Hydraulic fracture monitoring (“HFM”) is employed in underground oil and gas wellbores to provide an understanding of the geometry of placed hydraulic fracturing to enable better completion design, reliable production predictions and real-time operational decisions during the treatment itself.
Hydraulic fracturing involves the injection of a fluid into the surrounding geological formation with the intention of initiating fracture(s). During such fracturing, elastic waves are produced as the material in the path of fracture propagation fails. Such seismic events are captured and are referred to as microseismic events due to the low magnitude of sound typically emitted.
For each microseismic event seismic traces are recorded, which include both the longitudinal and transverse waves travelling through the formation. These traces are recorded at a number of locations, typically using one or more lines of receivers that may be disposed in one or more monitoring wells or at surface. From these traces it is possible to locate the origin of the microseismic event in space and time.
However the measured data can include a large degree of scatter and uncertainty as to the precise spatial location of the microseismic event.
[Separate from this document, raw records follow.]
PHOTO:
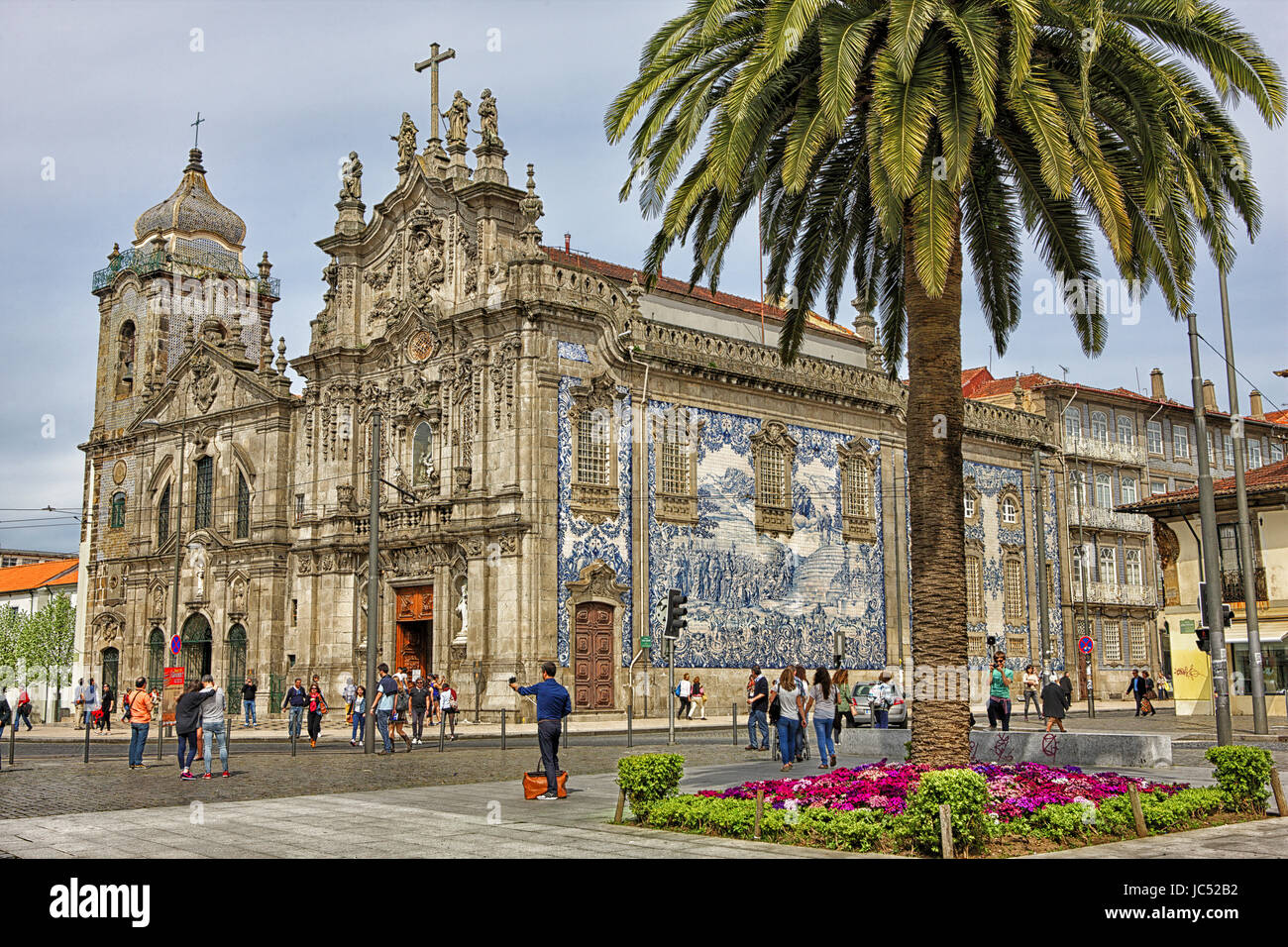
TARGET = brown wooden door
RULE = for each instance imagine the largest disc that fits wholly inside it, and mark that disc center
(592, 656)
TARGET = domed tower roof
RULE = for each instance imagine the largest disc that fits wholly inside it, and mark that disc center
(192, 210)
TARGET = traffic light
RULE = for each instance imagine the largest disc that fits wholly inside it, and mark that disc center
(675, 612)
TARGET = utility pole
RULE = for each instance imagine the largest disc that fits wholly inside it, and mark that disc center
(1043, 613)
(1211, 564)
(1247, 564)
(369, 736)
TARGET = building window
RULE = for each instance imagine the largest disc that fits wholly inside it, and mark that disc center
(1112, 642)
(1108, 565)
(773, 451)
(1154, 434)
(205, 488)
(1013, 589)
(1073, 423)
(117, 510)
(1099, 427)
(974, 589)
(1127, 488)
(1104, 492)
(1137, 642)
(593, 468)
(1131, 565)
(858, 500)
(163, 517)
(421, 455)
(243, 506)
(678, 468)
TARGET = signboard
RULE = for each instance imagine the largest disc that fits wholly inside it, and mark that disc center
(170, 694)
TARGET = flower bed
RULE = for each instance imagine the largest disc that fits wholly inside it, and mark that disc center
(1014, 791)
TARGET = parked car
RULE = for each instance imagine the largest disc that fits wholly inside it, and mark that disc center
(863, 715)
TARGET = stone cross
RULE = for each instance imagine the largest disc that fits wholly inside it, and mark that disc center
(432, 64)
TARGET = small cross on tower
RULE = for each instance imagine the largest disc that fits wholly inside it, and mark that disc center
(432, 64)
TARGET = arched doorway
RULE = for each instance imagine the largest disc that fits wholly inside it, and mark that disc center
(236, 663)
(156, 659)
(111, 668)
(196, 648)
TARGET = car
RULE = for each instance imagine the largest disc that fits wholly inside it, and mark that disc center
(863, 715)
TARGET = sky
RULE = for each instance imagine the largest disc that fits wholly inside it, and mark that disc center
(95, 120)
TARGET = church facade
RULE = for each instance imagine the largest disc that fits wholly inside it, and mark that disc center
(559, 447)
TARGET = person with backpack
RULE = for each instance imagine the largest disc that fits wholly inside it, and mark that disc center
(214, 723)
(791, 715)
(822, 701)
(138, 714)
(553, 706)
(317, 707)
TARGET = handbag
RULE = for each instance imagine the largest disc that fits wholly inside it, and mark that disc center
(535, 784)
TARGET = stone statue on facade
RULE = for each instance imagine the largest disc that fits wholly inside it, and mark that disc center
(406, 140)
(352, 180)
(458, 119)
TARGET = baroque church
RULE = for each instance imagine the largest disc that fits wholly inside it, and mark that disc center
(559, 447)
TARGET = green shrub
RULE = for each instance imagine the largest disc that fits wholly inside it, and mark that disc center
(649, 779)
(1241, 774)
(966, 791)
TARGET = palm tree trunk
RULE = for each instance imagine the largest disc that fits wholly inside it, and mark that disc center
(936, 553)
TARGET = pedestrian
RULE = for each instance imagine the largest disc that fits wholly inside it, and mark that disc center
(419, 693)
(360, 714)
(791, 715)
(24, 709)
(295, 702)
(447, 703)
(108, 701)
(1031, 684)
(758, 707)
(214, 711)
(841, 681)
(684, 690)
(1052, 703)
(187, 719)
(138, 711)
(1000, 693)
(880, 699)
(698, 698)
(249, 703)
(317, 707)
(822, 701)
(78, 702)
(553, 706)
(1134, 689)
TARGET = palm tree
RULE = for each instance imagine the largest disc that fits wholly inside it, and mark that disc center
(887, 137)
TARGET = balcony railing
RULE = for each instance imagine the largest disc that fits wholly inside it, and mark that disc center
(1100, 518)
(1232, 585)
(1109, 450)
(1116, 592)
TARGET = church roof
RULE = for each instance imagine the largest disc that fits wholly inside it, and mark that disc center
(192, 209)
(681, 287)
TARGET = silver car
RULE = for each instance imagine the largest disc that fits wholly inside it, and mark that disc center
(898, 715)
Additionally, microseismic data can be measured that is clearly unrelated to the immediate propagation of a fracture, and relates to other geological or mechanical processes, which may or may not be associated with the fracture propagation.
One common source of such microseismic data is plane slippage, typically occurring ahead of the fracture, along a preexisting fracture plane in the formation. The additional stresses caused by hydraulic fracturing can trigger such a fracture plane to slip even ahead of the propagation of a fracture, providing an additional source of microseismic data.
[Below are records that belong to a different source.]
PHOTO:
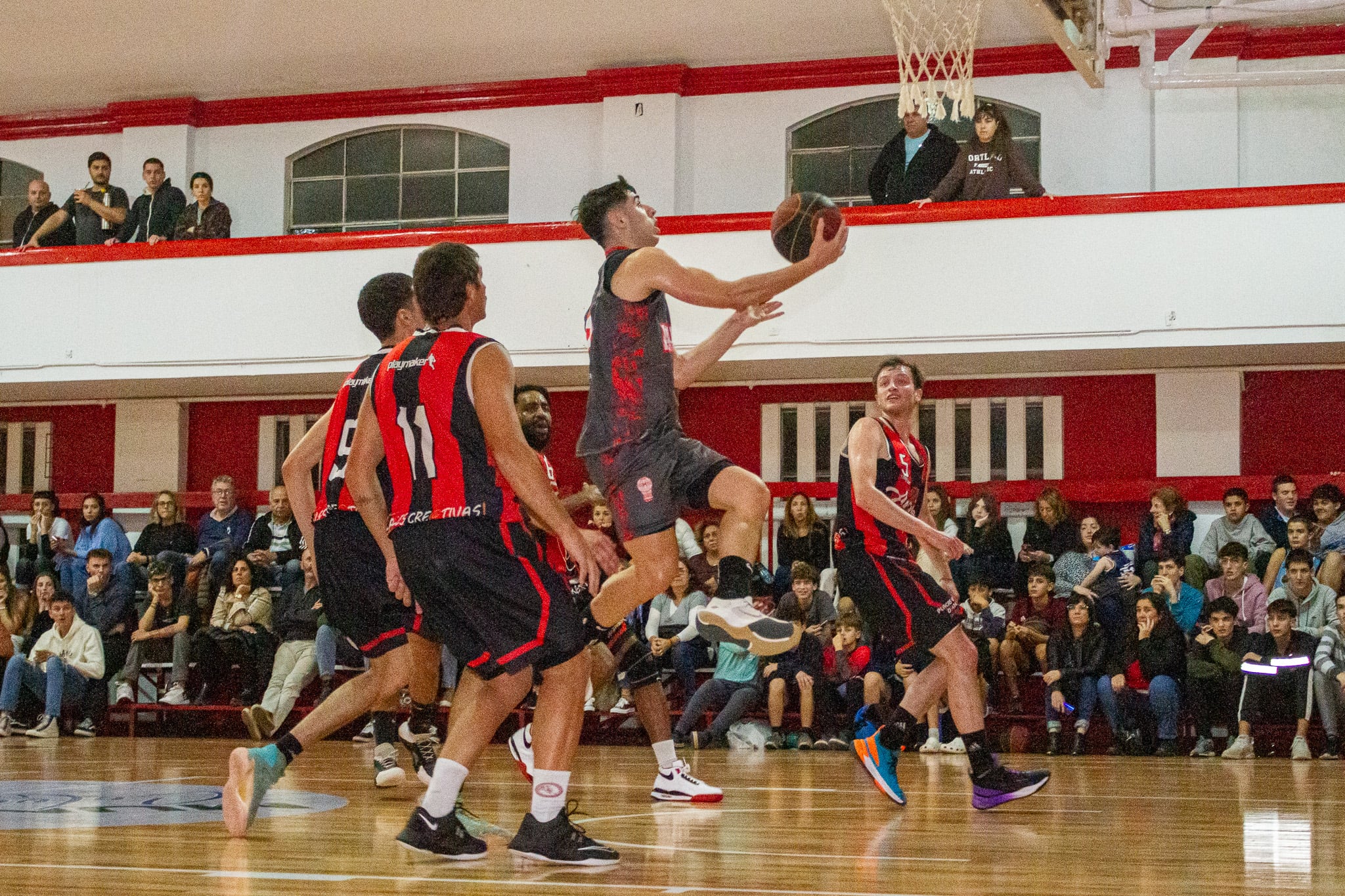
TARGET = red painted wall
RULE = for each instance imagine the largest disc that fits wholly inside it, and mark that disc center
(82, 438)
(1292, 421)
(222, 438)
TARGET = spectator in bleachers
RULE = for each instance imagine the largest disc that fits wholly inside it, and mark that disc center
(912, 163)
(1274, 519)
(1329, 679)
(844, 662)
(1246, 590)
(43, 593)
(671, 633)
(1169, 528)
(165, 539)
(1075, 654)
(160, 636)
(989, 165)
(16, 609)
(1298, 535)
(100, 532)
(1049, 535)
(1329, 534)
(793, 672)
(155, 213)
(241, 610)
(97, 210)
(47, 540)
(35, 214)
(1238, 526)
(222, 532)
(64, 662)
(1185, 602)
(295, 626)
(208, 218)
(275, 544)
(1074, 566)
(1215, 673)
(736, 687)
(1283, 695)
(1315, 603)
(992, 547)
(110, 608)
(1030, 625)
(802, 536)
(1143, 679)
(705, 566)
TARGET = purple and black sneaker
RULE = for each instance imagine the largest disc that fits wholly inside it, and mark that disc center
(1000, 785)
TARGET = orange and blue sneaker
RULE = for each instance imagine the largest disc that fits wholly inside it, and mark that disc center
(881, 763)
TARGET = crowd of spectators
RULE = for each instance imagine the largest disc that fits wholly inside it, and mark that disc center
(102, 214)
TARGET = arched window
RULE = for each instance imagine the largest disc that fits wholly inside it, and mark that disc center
(397, 178)
(14, 195)
(831, 152)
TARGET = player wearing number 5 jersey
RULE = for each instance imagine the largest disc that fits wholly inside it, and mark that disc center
(881, 516)
(632, 440)
(354, 590)
(441, 413)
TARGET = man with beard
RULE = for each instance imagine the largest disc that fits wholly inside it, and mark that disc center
(674, 782)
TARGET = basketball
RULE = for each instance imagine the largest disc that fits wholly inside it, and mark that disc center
(791, 224)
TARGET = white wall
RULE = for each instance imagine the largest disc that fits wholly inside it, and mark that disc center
(730, 151)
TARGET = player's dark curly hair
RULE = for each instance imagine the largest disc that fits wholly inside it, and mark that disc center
(381, 299)
(592, 210)
(440, 278)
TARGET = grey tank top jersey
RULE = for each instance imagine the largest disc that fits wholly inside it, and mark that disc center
(631, 391)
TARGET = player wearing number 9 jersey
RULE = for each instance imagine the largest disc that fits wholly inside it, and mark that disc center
(441, 413)
(354, 590)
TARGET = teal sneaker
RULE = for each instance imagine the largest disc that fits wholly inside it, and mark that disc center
(252, 773)
(881, 763)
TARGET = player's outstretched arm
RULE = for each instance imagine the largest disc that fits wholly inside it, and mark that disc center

Fortunately, the seismic trace forming the microseismic event contains within it information which can be used to infer the orientation of such a failure plane. In general for a stress-drop event there are 6 degrees of freedom and the microseismic event mechanism is described by a moment tensor, which dictates the far-field radiation pattern of longitudinal and transverse waves recorded in HFM. Consequently, a comparison between the amplitudes of the primary (i.e. longitudinal) and secondary (i.e. transverse) elastic waves can be used to infer the orientation of the failure plane.
However if this is done with real world data from an oil and gas wellbore, error and scatter in the data can be so great as to result in the data being interpreted in a manner which is inconsistent with realistic geomechanical bounds. Clearly therefore, this simplistic approach is not suitable for real world environments where noise and scatter are significant issues.
An alternative method of interpretation of this data has been proposed which involves making assumptions regarding preferred plane slippage angles based on external information. In such a method, the plane slippage angle is estimated from an external source and is not derived from the HFM procedure.
Thus, improvements in the area of analyzing microseismic hydraulic fracture plane slippage events from a real HFM procedure would be highly desirable.